弁護士コラムバックナンバー

ウチとソト

三木 昌樹

 宗教を学問的に研究している友人がいます。彼がオウム真理教について検証した書籍を送ってくれたことがあります。その本の表題に「ウチとソトの境界線」という副題が付けられていました。編者によると、(オウム真理教という集団を検証する際に)「境界線という視点を導入することの意味を強調したかったからである。何がこの集団のウチとソトを分けているのか。ウチからソトはどう見えたのか。ソトからウチはどう見えるか。そもそもウチとソトで何が違うのか。ウチとソトの境界線を越えるときに起こっているのはどのようなことか。ウチからソトへと移ったとき、ウチへの見方はどう変わるのか。私たちがオウム真理教を前にして無意識的に築いている境界線を意識化することは、問題の本質を見極める上での助けになる。」とのことですが、オウム真理教のような問題に限らず、ほとんどの問題を考察するうえで、このウチとソトという視点を考慮することは極めて重要だと思います。

 そこで、この書籍で定義されている概念とは異なる使い方になりますが、「境界線」、「ウチ」、「ソト」といったキーワードを借りて、私たち弁護士の仕事について考えたいと思います。

 私たち弁護士は、通常依頼者から法律に関する問題について相談を受けます。そのすべてにおいて相手方がいます(相手方を探すこともあります)。そのときの当初の視点は、当然ですが依頼者側(ウチ)にあります。しかし、相談を受けた問題を解決するにはそれだけでは不足します。依頼者の視点だけでなく、相手方は勿論、関係する多くの人や周りの状況、さらには時間軸(過去や将来)も併せて十分検証する必要があります。依頼者の視点だけから物事を見ていると解決の方向性や着地点を誤ることがあります。まさにソトからの視点を持つことが重要になります。特に相手方の視点をきちんととらえることができれば、まさに「敵を知る」ことにつながり、紛争の早期解決につながります。

 ところで、このソトからの視点を持つことについて、依頼者にわかってもらうのはなかなか難しいことが多いです。特に家族間の問題などは感情がベースのトラブルが多く、ソトからの視点を持つことで依頼者からの信頼を損なうことも起こり得ます。「先生は誰の味方ですか?」「私のことをわかってくれない!」。このような依頼者とのすれ違いを避けるためには依頼者との信頼関係が重要です。従前からのお付き合いがある依頼者ならいざ知らず、その問題について初めてお会いする依頼者との間で信頼関係を築くのは極めて難しい場合があります。そのようなときに依頼者の言いなりになって、ことを進めると紛争は感情のぶつかり合いとなり、いわゆる泥沼化し、紛争の解決には程遠くなっていきます。結果的には依頼者の利益に反することにもなるので、十分な時間を取り様々なアプローチをすることによって依頼者に納得してもらったうえで信頼関係を構築することが重要となります。まさに弁護士の腕の見せ所というわけです。

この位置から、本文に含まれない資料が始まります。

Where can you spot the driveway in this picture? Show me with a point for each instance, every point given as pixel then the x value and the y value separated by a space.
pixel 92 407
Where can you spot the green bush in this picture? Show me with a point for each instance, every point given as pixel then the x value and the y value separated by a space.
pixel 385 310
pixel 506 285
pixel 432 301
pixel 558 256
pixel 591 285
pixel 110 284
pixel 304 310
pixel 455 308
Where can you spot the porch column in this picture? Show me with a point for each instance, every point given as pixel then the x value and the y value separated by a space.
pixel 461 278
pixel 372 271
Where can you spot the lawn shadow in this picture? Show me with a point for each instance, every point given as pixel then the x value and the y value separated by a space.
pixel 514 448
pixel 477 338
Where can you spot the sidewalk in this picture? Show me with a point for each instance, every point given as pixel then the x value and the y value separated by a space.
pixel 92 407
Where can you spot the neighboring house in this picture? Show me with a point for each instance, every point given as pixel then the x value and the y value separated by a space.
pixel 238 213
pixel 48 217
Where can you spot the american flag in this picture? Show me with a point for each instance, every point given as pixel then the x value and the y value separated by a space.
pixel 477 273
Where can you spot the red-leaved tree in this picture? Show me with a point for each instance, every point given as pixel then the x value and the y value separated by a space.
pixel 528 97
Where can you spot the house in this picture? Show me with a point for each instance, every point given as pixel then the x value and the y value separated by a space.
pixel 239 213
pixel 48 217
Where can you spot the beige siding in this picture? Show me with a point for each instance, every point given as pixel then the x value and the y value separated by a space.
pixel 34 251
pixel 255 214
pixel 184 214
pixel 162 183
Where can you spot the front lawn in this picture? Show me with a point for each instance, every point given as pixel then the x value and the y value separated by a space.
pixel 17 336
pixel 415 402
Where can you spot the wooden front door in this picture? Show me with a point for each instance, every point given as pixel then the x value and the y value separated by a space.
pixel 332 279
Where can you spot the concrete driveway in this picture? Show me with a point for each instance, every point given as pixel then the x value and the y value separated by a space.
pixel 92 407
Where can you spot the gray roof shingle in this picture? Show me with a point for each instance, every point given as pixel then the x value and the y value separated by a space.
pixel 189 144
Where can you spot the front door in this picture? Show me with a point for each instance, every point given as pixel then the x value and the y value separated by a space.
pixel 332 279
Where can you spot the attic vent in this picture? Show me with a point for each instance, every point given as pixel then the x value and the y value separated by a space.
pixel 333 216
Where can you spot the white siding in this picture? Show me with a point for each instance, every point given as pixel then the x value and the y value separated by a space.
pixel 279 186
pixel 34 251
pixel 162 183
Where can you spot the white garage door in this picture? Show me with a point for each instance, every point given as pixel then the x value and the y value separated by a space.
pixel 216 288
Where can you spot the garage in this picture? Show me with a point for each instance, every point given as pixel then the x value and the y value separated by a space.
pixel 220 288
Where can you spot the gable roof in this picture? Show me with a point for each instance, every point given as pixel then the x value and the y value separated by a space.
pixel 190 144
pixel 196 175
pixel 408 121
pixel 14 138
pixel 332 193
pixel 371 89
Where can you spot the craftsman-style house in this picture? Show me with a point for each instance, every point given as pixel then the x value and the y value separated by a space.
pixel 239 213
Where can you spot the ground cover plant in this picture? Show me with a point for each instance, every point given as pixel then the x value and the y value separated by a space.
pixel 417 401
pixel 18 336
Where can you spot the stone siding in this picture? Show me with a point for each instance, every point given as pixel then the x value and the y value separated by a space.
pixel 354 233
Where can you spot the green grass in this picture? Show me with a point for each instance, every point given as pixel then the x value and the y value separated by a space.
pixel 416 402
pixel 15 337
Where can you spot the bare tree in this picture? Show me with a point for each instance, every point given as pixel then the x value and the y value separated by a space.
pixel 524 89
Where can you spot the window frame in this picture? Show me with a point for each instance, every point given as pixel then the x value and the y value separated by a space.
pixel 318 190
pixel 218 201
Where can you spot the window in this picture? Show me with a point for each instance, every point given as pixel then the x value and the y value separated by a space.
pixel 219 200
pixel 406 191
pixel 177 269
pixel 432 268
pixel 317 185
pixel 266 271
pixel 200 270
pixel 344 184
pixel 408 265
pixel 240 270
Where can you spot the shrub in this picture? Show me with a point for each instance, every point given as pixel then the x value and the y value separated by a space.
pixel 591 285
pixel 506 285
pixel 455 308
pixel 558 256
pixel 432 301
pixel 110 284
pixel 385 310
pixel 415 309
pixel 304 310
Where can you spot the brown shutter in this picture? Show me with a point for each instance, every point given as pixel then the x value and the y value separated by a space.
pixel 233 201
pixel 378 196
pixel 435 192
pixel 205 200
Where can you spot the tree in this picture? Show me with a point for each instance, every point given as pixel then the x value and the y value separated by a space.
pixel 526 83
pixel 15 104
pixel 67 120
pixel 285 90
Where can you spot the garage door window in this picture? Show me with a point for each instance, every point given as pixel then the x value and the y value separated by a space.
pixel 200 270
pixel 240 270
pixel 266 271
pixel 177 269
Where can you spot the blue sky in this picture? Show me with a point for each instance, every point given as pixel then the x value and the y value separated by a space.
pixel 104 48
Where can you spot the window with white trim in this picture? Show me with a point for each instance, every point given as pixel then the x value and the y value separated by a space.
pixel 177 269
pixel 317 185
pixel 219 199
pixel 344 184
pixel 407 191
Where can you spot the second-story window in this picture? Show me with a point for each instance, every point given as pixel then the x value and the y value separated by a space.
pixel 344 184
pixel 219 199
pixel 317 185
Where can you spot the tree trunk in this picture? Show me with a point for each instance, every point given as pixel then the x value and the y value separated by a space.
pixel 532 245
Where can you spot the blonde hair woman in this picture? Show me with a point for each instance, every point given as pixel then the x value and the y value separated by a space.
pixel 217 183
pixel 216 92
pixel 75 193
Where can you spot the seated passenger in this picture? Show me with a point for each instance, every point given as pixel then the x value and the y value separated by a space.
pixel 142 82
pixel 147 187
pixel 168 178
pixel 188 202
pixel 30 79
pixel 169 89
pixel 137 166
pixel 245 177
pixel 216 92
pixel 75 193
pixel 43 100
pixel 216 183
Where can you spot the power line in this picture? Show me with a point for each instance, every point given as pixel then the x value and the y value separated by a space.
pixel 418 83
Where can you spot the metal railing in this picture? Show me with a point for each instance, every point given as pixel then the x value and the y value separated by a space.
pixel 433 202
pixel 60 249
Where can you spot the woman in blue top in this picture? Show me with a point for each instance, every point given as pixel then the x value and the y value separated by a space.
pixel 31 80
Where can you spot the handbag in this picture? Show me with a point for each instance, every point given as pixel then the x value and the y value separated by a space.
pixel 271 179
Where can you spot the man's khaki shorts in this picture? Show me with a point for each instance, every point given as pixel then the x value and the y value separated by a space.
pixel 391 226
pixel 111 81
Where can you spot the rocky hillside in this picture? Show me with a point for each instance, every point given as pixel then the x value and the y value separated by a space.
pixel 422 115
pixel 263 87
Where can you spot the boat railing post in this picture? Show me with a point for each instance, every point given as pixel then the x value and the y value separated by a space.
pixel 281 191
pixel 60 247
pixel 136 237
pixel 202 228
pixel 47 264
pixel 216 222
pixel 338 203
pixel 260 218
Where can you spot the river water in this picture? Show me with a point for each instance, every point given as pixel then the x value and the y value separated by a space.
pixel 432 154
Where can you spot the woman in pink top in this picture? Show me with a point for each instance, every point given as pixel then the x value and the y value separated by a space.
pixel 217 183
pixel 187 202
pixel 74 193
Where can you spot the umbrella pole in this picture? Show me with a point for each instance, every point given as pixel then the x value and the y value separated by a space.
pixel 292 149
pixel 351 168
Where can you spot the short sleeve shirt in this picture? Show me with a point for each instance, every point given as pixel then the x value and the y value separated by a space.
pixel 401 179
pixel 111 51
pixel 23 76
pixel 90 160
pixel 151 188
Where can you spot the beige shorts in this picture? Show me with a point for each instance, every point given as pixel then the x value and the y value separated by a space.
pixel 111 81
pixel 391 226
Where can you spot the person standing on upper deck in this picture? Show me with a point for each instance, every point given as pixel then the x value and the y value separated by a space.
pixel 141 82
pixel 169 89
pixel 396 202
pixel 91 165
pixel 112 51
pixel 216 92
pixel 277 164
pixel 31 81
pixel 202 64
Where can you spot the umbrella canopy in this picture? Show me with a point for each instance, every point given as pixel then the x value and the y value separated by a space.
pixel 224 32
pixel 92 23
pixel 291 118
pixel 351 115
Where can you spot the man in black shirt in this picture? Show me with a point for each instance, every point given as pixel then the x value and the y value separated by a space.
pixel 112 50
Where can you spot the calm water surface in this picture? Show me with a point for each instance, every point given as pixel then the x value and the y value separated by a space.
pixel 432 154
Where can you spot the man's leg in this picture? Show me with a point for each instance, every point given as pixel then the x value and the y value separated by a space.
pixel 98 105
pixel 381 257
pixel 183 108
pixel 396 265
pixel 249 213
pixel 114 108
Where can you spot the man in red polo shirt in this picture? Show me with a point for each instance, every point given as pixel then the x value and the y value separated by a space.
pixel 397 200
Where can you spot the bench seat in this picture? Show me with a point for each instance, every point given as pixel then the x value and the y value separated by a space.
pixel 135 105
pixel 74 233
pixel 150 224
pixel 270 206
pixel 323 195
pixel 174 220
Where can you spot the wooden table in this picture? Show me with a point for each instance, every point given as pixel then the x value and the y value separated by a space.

 その場合、私たち弁護士にとって法律的な視点を失わないことは勿論ですが、それだけでは依頼者の信頼を得ることは難しいことが多いです。個々人の人生経験や多くの素養に加えキャラクターなどが重要になります。まさに弁護士が依頼者という「ソト」に対して境界線を越えて働きかけることになります。もっとも、宗教(信仰)における境界線は極めて厳然としたものがあると思いますが、弁護士が扱う紛争などにおけるウチとソトの境界線は、かなり緩やかなものであり、漠然としたところがあったり入り組んでいたり状況によって動いていきます。それも心してのぞき込めば、ソトの風景(相手方の考え方)もかなり正確に見えるものですし、ウチ(依頼者の思いなど)についても的確にとらえることができると思います。

 依頼者との対応において、私が特に気を付けていることは笑顔を絶やさないということです。依頼者はそもそも問題を抱えて相談に来られます。そのような依頼者に渋面を作って対応したらますます落ち込むことになり、場合によっては心を固く閉ざしてしまうことにもなりかねません。もっとも、困っている人に対して笑顔で接するのは失礼だという人もいます。しかし私は、困っていたり、落ち込んでいる人にとって一番必要なのは、やさしく受け入れてくれる笑顔での対応だと思っています。

 以上


宗教情報リサーチセンター編 井上順孝責任編集 『〈オウム真理教〉を検証する そのウチとソトの境界線』(春秋社、2015年) まえがき(井上順孝執筆)より一部抜粋。

本コラム中の意見や推測にわたる部分は、執筆者の個人的見解であり、ひかり総合法律事務所を代表しての見解ではありません。